Hörmann: Boykott der European Games "nicht ausgeschlossen"

DOSB-Präsident Alfons Hörmann erwägt einen deutschen Boykott der European Games 2019 in Minsk/Weißrussland. Er halte einen Boykott für "nicht ausgeschlossen, wenn sich die Dinge weiter so entwickeln wie zuletzt vor Ort offensichtlich passiert", sagte Hörmann im Interview mit dem Deutschlandfunk.

Auf SID-Nachfrage erklärte Hörmann, die Entwicklungen in Weißrussland seien "besorgniserregend, weshalb wir das sehr aufmerksam weiter verfolgen werden". Generell sei man beim Deutschen Olympischen Sportbund der Meinung, dass "Boykott kein gutes Instrument ist und nur dort in Frage kommen kann, wo völlig inakzeptable Zustände gegeben sind", sagte Hörmann.
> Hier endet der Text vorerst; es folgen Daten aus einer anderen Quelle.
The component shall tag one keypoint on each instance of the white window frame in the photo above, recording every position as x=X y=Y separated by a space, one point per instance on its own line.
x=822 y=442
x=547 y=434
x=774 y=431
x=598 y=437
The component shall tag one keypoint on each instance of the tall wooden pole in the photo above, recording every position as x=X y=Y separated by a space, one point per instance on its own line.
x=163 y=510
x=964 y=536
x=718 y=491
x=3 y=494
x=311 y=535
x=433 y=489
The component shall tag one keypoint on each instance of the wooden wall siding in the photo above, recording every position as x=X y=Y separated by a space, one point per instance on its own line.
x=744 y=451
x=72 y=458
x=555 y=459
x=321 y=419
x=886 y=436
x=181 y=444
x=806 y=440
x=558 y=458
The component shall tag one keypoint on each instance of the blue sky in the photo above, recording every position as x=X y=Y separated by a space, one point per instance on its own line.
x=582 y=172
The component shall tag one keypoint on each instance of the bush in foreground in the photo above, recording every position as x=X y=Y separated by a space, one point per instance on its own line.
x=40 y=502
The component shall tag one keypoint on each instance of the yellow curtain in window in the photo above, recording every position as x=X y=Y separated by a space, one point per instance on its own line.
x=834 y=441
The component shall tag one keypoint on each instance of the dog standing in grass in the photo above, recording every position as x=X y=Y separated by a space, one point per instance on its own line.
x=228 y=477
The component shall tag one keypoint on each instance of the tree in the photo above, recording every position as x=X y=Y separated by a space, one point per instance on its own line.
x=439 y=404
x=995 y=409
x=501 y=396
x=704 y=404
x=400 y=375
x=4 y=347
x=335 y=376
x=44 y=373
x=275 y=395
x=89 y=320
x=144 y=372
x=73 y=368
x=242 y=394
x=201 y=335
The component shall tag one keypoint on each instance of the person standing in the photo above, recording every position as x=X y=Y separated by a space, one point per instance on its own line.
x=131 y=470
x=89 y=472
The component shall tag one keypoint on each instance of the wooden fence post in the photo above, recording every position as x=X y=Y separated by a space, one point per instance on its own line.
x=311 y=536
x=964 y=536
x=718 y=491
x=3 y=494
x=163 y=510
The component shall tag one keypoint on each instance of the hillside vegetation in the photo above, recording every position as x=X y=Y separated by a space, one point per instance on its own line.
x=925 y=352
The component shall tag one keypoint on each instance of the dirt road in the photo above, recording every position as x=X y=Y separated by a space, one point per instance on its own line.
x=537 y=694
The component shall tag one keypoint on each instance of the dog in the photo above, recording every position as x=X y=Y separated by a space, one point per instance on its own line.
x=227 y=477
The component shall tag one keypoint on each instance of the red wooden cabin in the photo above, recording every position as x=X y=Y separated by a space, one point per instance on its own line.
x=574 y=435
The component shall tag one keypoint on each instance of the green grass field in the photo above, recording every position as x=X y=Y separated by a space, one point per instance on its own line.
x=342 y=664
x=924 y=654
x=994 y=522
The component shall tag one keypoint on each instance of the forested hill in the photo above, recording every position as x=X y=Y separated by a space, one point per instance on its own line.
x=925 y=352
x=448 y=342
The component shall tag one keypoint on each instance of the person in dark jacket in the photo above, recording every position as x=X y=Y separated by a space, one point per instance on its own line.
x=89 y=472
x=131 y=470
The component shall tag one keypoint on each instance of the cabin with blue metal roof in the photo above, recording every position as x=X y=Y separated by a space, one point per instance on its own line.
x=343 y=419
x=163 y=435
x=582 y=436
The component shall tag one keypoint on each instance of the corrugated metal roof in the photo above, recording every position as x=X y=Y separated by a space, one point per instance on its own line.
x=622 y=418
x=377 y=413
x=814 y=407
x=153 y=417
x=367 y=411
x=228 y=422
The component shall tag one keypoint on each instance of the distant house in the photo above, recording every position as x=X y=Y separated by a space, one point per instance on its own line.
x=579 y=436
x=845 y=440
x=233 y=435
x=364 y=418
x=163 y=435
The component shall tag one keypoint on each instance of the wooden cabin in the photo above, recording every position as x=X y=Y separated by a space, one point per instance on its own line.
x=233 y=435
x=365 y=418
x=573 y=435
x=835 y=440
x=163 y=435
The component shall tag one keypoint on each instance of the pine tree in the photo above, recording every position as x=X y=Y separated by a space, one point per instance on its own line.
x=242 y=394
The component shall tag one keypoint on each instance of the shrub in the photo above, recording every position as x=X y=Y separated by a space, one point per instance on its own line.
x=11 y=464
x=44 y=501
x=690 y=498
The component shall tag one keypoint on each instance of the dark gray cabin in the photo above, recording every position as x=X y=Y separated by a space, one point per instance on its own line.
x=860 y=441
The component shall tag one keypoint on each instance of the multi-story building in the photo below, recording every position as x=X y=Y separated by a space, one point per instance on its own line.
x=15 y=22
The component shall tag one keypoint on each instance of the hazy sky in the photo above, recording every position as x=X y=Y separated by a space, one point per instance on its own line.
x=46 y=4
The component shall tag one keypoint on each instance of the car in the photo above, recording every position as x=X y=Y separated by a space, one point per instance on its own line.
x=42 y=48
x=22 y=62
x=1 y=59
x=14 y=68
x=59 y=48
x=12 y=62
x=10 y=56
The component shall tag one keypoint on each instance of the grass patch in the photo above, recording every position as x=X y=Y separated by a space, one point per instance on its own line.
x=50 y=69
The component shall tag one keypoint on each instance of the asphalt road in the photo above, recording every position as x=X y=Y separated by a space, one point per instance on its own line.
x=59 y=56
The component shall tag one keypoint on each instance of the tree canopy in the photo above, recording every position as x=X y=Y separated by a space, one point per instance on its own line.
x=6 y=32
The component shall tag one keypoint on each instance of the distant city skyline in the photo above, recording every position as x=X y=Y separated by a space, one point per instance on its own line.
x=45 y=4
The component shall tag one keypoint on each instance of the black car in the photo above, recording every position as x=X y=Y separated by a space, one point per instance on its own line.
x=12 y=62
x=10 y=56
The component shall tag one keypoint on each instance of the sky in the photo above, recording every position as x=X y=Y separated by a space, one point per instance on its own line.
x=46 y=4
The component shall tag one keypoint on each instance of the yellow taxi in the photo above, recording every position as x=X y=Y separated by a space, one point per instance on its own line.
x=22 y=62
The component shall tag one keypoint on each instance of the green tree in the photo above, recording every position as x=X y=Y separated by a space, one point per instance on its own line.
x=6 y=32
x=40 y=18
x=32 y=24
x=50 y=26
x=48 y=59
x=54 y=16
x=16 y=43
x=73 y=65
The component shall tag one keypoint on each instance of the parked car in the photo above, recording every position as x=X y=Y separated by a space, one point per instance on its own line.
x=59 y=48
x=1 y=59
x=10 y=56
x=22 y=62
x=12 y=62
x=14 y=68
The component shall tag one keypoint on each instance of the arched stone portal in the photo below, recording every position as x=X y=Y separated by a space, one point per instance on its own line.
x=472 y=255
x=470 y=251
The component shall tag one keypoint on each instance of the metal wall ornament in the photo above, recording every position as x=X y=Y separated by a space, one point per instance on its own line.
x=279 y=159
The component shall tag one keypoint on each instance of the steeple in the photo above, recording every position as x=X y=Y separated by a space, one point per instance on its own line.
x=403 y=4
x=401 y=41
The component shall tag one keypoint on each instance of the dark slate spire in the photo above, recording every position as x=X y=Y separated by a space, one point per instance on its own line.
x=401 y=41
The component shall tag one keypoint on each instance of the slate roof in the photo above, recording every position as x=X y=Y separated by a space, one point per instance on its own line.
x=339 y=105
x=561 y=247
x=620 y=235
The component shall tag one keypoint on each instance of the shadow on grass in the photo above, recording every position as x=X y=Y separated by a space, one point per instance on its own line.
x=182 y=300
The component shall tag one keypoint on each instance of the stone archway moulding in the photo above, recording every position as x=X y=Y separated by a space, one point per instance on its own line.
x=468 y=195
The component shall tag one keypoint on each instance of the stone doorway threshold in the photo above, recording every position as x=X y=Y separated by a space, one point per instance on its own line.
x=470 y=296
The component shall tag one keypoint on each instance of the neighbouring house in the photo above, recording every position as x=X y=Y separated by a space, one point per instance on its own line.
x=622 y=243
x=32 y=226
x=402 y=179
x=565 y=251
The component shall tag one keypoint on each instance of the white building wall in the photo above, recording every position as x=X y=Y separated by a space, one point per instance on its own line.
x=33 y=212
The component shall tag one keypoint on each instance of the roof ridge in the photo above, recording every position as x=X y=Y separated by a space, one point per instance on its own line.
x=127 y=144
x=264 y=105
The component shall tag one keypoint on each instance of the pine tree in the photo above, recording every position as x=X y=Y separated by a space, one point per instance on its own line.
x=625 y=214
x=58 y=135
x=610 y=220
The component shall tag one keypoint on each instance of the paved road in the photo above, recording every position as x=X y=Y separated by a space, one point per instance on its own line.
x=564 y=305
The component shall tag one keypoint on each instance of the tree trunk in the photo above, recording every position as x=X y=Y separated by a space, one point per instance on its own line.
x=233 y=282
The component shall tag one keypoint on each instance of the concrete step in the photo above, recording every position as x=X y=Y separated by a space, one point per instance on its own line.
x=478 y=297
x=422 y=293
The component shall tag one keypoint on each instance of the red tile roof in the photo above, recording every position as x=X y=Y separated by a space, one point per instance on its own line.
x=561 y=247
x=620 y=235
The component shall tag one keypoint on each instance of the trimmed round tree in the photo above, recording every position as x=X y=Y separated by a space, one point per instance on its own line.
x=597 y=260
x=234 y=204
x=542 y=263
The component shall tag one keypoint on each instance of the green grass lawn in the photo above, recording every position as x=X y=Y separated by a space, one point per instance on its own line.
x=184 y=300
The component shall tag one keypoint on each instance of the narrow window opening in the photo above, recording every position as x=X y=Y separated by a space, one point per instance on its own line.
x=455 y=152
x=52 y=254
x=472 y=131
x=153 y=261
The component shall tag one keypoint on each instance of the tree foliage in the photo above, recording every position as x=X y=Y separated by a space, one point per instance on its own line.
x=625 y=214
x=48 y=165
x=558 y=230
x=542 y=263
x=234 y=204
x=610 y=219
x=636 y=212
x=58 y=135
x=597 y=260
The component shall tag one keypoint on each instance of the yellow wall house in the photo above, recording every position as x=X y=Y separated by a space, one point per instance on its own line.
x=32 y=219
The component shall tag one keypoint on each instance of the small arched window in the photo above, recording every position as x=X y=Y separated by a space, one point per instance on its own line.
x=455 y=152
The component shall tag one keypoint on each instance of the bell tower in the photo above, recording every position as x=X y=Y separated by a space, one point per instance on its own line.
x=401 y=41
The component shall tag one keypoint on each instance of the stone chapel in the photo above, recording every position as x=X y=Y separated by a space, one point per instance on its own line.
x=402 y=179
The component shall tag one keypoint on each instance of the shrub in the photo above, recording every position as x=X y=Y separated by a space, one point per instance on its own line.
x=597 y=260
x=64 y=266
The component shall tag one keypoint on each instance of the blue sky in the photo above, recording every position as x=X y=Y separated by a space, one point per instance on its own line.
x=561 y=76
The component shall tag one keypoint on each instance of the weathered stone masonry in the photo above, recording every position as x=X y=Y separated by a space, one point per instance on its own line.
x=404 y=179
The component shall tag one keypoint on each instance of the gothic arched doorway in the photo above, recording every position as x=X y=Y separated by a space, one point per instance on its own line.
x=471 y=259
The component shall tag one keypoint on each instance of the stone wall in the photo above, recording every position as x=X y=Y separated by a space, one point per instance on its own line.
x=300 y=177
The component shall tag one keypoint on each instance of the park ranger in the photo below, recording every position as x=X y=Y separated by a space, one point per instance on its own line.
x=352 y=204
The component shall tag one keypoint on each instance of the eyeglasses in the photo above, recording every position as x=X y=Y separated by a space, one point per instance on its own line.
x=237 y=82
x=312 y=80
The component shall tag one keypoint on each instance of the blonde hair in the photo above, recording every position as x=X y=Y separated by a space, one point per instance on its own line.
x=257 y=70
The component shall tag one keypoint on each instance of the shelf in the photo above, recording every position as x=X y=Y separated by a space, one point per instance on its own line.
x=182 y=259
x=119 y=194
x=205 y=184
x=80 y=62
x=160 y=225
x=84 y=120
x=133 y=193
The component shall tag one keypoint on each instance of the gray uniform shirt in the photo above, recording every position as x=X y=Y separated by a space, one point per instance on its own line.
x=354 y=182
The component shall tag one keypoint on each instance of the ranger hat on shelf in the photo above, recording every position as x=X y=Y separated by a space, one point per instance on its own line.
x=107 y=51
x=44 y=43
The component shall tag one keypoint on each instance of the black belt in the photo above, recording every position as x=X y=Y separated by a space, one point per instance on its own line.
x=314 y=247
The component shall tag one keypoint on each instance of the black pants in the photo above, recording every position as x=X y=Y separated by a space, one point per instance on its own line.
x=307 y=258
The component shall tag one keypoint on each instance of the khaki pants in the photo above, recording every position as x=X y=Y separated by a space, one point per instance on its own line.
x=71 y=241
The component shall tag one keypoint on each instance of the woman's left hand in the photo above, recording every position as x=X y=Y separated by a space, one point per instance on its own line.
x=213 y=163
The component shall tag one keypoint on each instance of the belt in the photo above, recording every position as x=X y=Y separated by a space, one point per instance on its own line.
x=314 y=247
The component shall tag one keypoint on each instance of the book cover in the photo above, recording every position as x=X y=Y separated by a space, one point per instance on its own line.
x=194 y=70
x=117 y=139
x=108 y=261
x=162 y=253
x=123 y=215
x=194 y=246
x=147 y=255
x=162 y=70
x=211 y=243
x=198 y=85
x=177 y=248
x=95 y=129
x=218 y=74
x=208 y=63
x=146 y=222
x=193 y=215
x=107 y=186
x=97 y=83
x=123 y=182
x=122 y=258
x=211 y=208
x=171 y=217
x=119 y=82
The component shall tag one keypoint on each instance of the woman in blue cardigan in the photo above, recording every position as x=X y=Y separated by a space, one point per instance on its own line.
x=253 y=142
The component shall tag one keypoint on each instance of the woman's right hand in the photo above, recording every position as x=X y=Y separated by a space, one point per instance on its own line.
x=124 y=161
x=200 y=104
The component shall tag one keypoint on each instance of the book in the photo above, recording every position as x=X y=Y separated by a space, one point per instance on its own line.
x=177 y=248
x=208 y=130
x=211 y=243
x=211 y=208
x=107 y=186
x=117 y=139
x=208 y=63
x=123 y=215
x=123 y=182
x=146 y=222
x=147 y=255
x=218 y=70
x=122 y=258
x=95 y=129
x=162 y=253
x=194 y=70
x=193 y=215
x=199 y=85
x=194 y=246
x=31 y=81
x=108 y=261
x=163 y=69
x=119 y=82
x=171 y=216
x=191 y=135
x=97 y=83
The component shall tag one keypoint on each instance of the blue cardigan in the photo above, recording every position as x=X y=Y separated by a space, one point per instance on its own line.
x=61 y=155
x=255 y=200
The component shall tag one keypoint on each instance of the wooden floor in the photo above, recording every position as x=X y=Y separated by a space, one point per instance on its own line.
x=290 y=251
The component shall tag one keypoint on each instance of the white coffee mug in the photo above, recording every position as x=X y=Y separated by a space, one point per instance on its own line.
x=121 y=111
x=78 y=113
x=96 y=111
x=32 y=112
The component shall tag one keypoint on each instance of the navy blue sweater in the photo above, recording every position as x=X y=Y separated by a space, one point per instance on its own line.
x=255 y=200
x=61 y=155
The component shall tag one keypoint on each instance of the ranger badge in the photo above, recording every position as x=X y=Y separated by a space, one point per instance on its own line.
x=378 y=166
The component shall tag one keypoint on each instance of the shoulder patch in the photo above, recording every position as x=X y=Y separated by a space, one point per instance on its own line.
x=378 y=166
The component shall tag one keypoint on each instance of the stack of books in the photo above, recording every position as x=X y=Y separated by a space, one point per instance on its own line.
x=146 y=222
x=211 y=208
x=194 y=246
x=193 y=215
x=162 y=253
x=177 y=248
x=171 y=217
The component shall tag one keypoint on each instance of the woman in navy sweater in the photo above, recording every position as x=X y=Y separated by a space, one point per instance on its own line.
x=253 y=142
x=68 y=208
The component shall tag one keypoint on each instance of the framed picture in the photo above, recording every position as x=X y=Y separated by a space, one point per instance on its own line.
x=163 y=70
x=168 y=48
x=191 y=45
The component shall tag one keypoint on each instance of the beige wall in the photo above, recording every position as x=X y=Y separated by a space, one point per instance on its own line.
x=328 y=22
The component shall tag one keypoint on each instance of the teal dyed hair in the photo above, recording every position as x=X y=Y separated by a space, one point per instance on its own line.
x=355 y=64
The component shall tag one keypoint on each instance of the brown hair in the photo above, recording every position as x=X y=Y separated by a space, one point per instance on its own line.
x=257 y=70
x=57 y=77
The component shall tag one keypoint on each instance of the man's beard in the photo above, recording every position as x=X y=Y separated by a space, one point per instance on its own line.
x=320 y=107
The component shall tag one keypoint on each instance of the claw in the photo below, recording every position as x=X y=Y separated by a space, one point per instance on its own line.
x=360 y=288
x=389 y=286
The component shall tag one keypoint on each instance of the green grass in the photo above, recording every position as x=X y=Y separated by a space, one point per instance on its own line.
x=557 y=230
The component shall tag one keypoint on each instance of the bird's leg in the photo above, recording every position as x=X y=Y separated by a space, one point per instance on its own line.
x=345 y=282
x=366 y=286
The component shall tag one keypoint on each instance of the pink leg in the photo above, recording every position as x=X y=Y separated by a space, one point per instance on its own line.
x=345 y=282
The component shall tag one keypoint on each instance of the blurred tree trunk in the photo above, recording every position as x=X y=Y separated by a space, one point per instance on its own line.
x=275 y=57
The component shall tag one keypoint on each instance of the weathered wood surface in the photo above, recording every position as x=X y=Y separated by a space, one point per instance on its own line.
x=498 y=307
In Weißrussland, das seit 24 Jahren autoritär von Staatspräsident Alexander Lukaschenko regiert wird, hatte es in der vergangenen Woche eine Verhaftungswelle gegen Journalisten gegeben. Die Organisation für Sicherheit und Zusammenarbeit in Europa (OSZE) bezeichnete das Vorgehen als "völlig unverhältnismäßig".

Der DOSB müsse allerdings "insbesondere auch berücksichtigen, dass in Minsk in einigen Sportarten auch Olympiaqualifikationen für Tokio 2020 stattfinden werden", sagte Hörmann: "Für uns stehen die Athleten im Fokus, und deren Interessen stehen naturgemäß im Vordergrund."

Auch die Finanzierung eines deutschen Teams für die zweite Ausgabe der Europaspiele in Minsk (21. bis 30. Juni 2019) ist noch nicht gesichert. "Wir sind mit dem BMI, dem Sportausschuss und dem Haushaltsausschuss in intensiven und offenen Diskussionen, wie wir mit den Spielen umgehen. In letzter Konsequenz stellt sich auch die Frage, ob wir definitiv daran teilnehmen werden", sagte Hörmann dem Deutschlandfunk.

Ohnehin steht Hörmann den European Games kritisch gegenüber, nicht zuletzt im Vergleich zu den gerade erfolgreich abgeschlossenen European Championships in Glasgow und Berlin. "Der DOSB war von Beginn an zurückhaltend bei der Bewertung der Europaspiele, was sich im Nachhinein als richtig erwiesen hat. Man muss sich die Frage stellen, ob dieses Format wirklich bei den Athletinnen und Athleten, dem Publikum und auch den europäischen Verbänden ankommt", sagte Hörmann dem SID: "Eine wesentliche Voraussetzung dafür wäre sicher, für die Zukunft der Europaspiele passende und allseits akzeptierte Gastgeber zu finden."

Für die European Games 2023 brachte sich am Dienstag Russland ins Gespräch.